I have a logfile with two different date formats for entries. Unfortunately, the dates written to the logfile are "underspecified", and the automatic date extraction is getting them wrong. The following examples are from log.20101010 (log.YYYYMMDD, UTC date), but the individual entries get scattered across several days when they're indexed:
The following ends up on October first:
-- 10/10 01:59:50 [blah, blah, blah]
This one ends up October second:
-- 10/10 02:57:07 [blah, blah, blah]
Another format ended up the correct place today, but just because the 2-digit year happened to match the month and day so it doesn't matter if they get swapped around:al
INFO 10/10/10 02:57:07
The extracted times are all OK.
I've looked at the documentation, and it looks like the precedence rules for extracting dates and times use transforms/extractions from the individual records first, then look for rules to derive the date from the filename.

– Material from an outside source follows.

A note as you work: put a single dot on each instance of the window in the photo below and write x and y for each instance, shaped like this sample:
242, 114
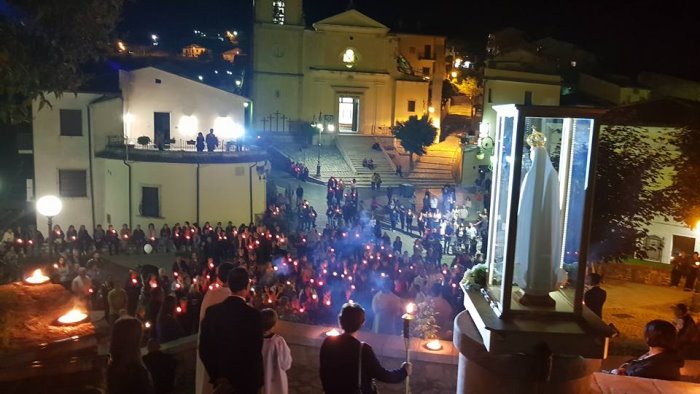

How can I force the DATE on the indexed record to be derived from the filename? I suspect that datetime.xml may be involved somehow. As an added complication, the logfile is read by a local (not lightweight) agent, passed to a forwarder, and then spread across 4 index servers - so I need to get the right machines as well as the right file(s) to update.
If you are dealing with a heavy weight forwarder, then where you put the config files is very simple. All of the parsing and event processing is done on the forwarder, so that's where all the config changes need to be made; the indexers will simply use whatever date the forwarder selects.
You are correct that creating a custom datetime.xml does seem to be your only option here. If your app doesn't produce consistent timestamps, then the standard TIME_FORMAT config option is ruled out.
A little more info would probably be helpful. Possibly a list of timestamps and how they should be interpreted would be helpful. Specifically, do you ever have to deal with both "mm/dd" and "dd/mm" at the same time? Or is it more an issue where the year component is sometimes left off?
You should be able to copy datetime.xml to a custom app, then modify it to eliminate all but the specific timestamp options that your log file uses. If you don't know what all formats could be used, then that is a very unfortunate situation, and like you are thinking, the source-based approach may be where you have to turn to.
Of course another option is disable timestamp recognition compleetly and have splunk timestamp your events as they are loaded. This could work quite well if you have a minimal indexing delay. It's possible that your event's timestamps would only be off by a few seconds or so,which is much better than being off by a day or more. (Set DATE_CONFIG = CURRENT to try this out.)